United States v. Richard Usher, et al.
Analysis Group was retained on behalf of Richard Usher, Christopher Ashton, and Rohan Ramchandani, three London-based foreign exchange (FX) traders accused by the US Department of Justice Antitrust Division of violating the Sherman Act by colluding in the Euro-US dollar currency pair. The three traders were alleged to have used an online Bloomberg chatroom to coordinate their trading on the spot Euro-dollar market.

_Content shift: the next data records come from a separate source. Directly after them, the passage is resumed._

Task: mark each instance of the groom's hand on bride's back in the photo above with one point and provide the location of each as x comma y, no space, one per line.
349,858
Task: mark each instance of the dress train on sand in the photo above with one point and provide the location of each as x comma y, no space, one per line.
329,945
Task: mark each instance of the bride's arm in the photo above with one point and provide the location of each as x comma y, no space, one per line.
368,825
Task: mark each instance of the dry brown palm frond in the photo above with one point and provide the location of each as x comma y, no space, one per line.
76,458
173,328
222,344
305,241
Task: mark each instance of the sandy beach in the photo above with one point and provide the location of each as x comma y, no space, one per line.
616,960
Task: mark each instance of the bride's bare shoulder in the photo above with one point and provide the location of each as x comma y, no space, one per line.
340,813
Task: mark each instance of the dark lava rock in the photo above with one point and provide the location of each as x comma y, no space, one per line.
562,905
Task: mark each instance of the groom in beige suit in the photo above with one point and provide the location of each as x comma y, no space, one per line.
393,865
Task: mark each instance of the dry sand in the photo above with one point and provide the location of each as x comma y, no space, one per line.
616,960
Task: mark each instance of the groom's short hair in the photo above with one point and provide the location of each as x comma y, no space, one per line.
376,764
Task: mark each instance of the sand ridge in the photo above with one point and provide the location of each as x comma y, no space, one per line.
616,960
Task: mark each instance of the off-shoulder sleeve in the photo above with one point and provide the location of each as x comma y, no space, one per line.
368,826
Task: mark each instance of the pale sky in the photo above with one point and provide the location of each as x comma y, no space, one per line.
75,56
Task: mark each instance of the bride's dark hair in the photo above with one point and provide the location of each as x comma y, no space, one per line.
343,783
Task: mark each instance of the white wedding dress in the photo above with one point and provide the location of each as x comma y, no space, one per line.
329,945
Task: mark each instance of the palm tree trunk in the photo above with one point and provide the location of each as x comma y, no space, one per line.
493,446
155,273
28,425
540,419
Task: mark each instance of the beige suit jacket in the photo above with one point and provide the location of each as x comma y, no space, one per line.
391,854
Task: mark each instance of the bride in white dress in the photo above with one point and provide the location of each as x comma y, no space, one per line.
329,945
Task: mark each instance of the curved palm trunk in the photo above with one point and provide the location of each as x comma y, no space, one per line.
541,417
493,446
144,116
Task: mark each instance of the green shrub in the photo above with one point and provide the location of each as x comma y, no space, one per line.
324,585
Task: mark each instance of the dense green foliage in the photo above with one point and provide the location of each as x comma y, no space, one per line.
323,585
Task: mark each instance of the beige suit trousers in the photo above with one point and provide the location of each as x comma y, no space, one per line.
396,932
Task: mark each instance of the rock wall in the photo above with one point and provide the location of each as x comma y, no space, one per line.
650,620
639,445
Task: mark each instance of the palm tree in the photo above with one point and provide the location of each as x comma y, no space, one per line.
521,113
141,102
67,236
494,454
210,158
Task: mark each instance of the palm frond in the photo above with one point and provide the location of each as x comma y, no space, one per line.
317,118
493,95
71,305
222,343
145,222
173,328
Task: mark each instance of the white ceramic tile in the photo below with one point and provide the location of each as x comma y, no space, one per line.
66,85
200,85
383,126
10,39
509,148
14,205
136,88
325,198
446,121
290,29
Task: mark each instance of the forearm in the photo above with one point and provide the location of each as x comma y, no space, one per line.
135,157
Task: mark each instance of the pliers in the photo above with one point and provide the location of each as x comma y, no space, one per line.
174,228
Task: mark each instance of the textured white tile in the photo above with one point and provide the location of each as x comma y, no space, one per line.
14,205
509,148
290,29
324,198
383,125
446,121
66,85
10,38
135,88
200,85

An Analysis Group team led by President Pierre Cremieux, Managing Principals Richard Starfield and Samuel Weglein, and Principals Xinyu Ji and Chris Feige supported two academic affiliates. Finance expert Professor Michael Melvin testified on chatroom data and trading behavior, and opined that the defendants had pursued independent trading strategies and used the chatroom to trade with each other in buy-sell transactions, creating liquidity rather than coordinating horizontal trading strategy. Antitrust expert Professor Edward Snyder analyzed whether the alleged conduct was anticompetitive in nature.
A jury in the US District Court for the Southern District of New York acquitted the three traders of all charges in four hours of deliberation after a three-week trial. Subsequently, Mr. Usher and Mr. Ramchandani were the object of a separate administrative proceeding by the US Department of the Treasury’s Office of the Comptroller of Currency (OCC), which alleged that the two traders had engaged in cartel activity through the Bloomberg chatroom, allegedly amounting to “unsafe or unsound practices” and a breach of their fiduciary duties. Following testimony from Professors Melvin and Snyder and regulatory expert Dr. James Overdahl, the OCC withdrew its charges, ending the case against the traders.